Home prices rose by one percent in March, marking the 13th consecutive month of home price deceleration, according to new data from Black Knight Inc. The annual rate of home price appreciation came in at 3.8 percent, which the first time that annual home price growth has fallen below its 25-year average of 3.9 percent since 2012.

 

Black Knight report that the monthly payment required to purchase the average-priced house with 20 percent down during May was $1,173, the lowest such payment in more than a year. The current rate of 22 percent of median income required to purchase the average-priced house is the lowest payment-to-income ratio in more than a year and below the 25 percent average set between 1995 and 2003.

 

“As we’ve been reporting, home prices began to decelerate in February 2018 as rising interest rates started putting pressure on affordability,” said Black Knight’s Data & Analytics Division President Ben Graboske. “The situation intensified in the last half of the year as 30-year fixed rates peaked near five percent in November, bringing affordability levels close to their long-term averages.

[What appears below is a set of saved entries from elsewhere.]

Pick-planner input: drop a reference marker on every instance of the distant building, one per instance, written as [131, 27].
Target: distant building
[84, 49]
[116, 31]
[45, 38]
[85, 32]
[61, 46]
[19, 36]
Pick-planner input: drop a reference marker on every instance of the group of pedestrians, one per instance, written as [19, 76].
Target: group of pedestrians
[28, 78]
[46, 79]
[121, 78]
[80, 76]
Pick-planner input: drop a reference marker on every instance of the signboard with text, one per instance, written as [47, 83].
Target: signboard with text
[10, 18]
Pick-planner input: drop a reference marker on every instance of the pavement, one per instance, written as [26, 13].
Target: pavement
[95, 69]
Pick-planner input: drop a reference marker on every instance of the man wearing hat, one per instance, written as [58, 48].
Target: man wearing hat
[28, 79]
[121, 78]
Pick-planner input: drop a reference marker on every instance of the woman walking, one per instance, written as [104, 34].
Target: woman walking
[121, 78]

Of course, rates have since declined, and are now hovering close to four percent. However, they didn’t fall below 4.25 percent until the last week of March, meaning we likely won’t see the impact–if any–on home prices until May or June housing numbers.”

 

Black Knight also noted that 85 of the 100 largest housing markets experience a growth rate decrease over the past 12 months., with San Jose, Seattle and San Francisco recording annual home price growth rates declining of -30 percent, -13 percent and -12 percent, respectively. However, four states–California, Hawaii, Maine and Nevada–plus the District of Columbia continue to be less affordable than their own long-term averages. The disparity is most noticeable in California, where requires four percent more of the median household income to buy the average-priced home.